Ok so its very simple i have a text file okay which has four columns like below:
column1 column2 column3 column4
16 jan 1994 _alia1 22 chennai
17 jan 1994 _alia2 22 chennai
18 jan 1994 _alia3 22 chennai
19 jan 1994 _alia4 22 chennai
and from this file i want to remove that one space which is coming in name and move it to another file which is an excel sheet so that it comes like below:
column1 column2 column3 column4
16 jan 1994 alia1 22 chennai
17 jan 1994 alia2 22 chennai
18 jan 1994 alia3 22 chennai
19 jan 1994 alia4 22 chennai
---------- Post updated at 10:23 AM ---------- Previous update was at 08:11 AM ----------
can we do this?? please reply i need help with this
First, let me be very clear: If you have a text file, feeding it through awk , grep , sed , and/or tr is not going to magically convert that text file into the proprietary format of a Microsoft Excel Spreadsheet!
If you have the text file you have shown us in post #12 in this thread, you can create the output you say you want in that post as a text file using the command:
sorry for the confusion and the mess created by me.
I have only the xls file which has this data
column1 column2 column3 column4
16 jan 1994 _alia1 22 chennai
17 jan 1994 _alia2 22 chennai
18 jan 1994 _alia3 22 chennai
19 jan 1994 _alia4 22 chennai
Underscores means spaces. so there is only one leading space before the data in column 2 and the position of the space is shown above.
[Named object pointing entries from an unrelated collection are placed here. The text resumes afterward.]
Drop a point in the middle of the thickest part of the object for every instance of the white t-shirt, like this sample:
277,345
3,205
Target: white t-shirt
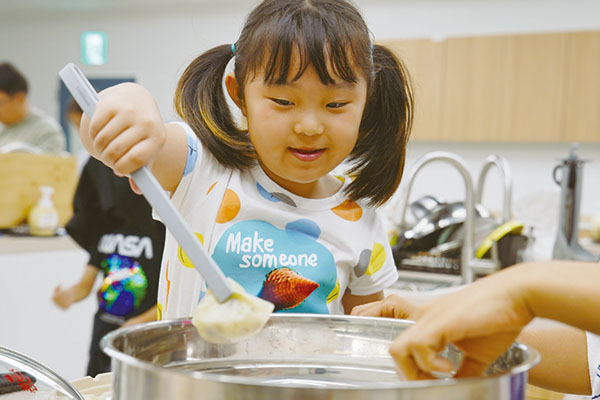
593,343
301,254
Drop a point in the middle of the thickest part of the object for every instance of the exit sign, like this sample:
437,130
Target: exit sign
93,48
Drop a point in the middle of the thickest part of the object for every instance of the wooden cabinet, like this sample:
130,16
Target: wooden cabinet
582,99
537,88
506,88
476,87
424,61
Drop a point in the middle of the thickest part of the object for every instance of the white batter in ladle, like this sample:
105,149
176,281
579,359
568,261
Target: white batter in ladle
224,315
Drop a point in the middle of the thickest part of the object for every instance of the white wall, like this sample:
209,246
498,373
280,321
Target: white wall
156,45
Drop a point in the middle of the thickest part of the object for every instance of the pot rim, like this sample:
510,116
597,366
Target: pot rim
106,344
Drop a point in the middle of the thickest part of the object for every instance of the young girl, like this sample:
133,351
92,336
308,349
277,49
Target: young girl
315,91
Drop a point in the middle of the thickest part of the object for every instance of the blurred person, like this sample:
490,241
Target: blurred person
485,318
22,124
116,228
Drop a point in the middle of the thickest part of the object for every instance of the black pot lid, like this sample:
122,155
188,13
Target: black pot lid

and i want to remove space from the second column to make it look like below:
column1 column2 column3 column4
16 jan 1994 alia1 22 chennai
17 jan 1994 alia2 22 chennai
18 jan 1994 alia3 22 chennai
19 jan 1994 alia4 22 chennai
NO! What you have shown us is a text file not a binary Microsoft Excel spreadsheet file. An underscore and a space are very different characters. If you are saying that you have converted a space to an underscore to indicate which one of the nine spaces between 1994 and alia is to be deleted; I say it doesn't matter whether you delete the 2nd of those nine spaces (which the sed script I provided does) or the 9th of those nine spaces. Either way, you get the output you requested (as long as the input you showed us above is an accurate representation of the text file you have as an input file). Did you try the sed command I suggested, or have you determined by looking at it that it won't do what you want?
Please try it before deciding it won't work. The sed script I suggested produces exactly the output you said you want when I run it!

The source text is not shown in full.